Beta cell secreted GABA sets appropriate insulin secretion by modulating islet calcium oscillations

Objectives

Gamma-aminobutyric acid (GABA) is produced in pancreatic beta cells and is implicated in modulating islet function, yet its precise physiological role remains uncertain. This study aimed to determine the function of endogenous beta cell-derived GABA on insulin secretion and islet calcium dynamics by developing a conditional beta cell-specific knockout of GABA-synthesizing enzymes (GAD65 and GAD67).

Methods

Conditional knockout mice (Gad ^βKO) lacking both GAD65 and GAD67 specifically in pancreatic beta cells were generated.
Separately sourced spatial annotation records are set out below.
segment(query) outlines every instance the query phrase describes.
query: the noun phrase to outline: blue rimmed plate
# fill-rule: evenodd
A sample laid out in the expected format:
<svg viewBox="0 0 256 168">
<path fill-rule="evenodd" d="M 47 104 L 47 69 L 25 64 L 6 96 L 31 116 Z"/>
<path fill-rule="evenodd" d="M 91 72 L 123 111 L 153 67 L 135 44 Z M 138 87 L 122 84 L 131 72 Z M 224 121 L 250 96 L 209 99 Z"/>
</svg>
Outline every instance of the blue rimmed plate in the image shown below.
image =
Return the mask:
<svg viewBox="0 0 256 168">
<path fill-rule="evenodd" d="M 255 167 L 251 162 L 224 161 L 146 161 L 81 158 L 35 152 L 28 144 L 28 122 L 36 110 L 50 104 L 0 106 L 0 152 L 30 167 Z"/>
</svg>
Glucose-stimulated insulin secretion was measured in isolated islets and in vivo and islet Ca²⁺ oscillations were recorded using calcium imaging. The effects of GABA and its receptor agonists/antagonists were tested under various glucose conditions. Additional analyses were performed in high-fat diet-fed mice and human islets from donors with and without type 2 diabetes (T2D).

Results

Gad ^βKO islets were devoid of GABA and showed excessive insulin secretion in response to glucose without anatomical changes in islet composition. These islets had defective Ca²⁺ oscillations, with prolonged active phases and reduced amplitudes. GABA application suppressed Ca²⁺ oscillations, an effect mediated by GABA_A and GABA_B receptors. High-fat diet-fed and T2D human islets were unresponsive to GABA and exhibited impaired Ca²⁺ oscillations.

Conclusions

This is the first study using a beta cell-specific GAD65/GAD67 knockout model. Endogenous beta cell-derived GABA is critical for modulating insulin secretion by maintaining proper Ca²⁺ oscillation dynamics. GABA signaling likely operates as a delayed negative feedback mechanism that reinforces oscillatory homeostasis in islets. The loss of GABA responsiveness, as seen in metabolic stress or T2D, may contribute to islet dysfunction. This work establishes GABA as a key regulator of islet rhythm and glucose responsiveness.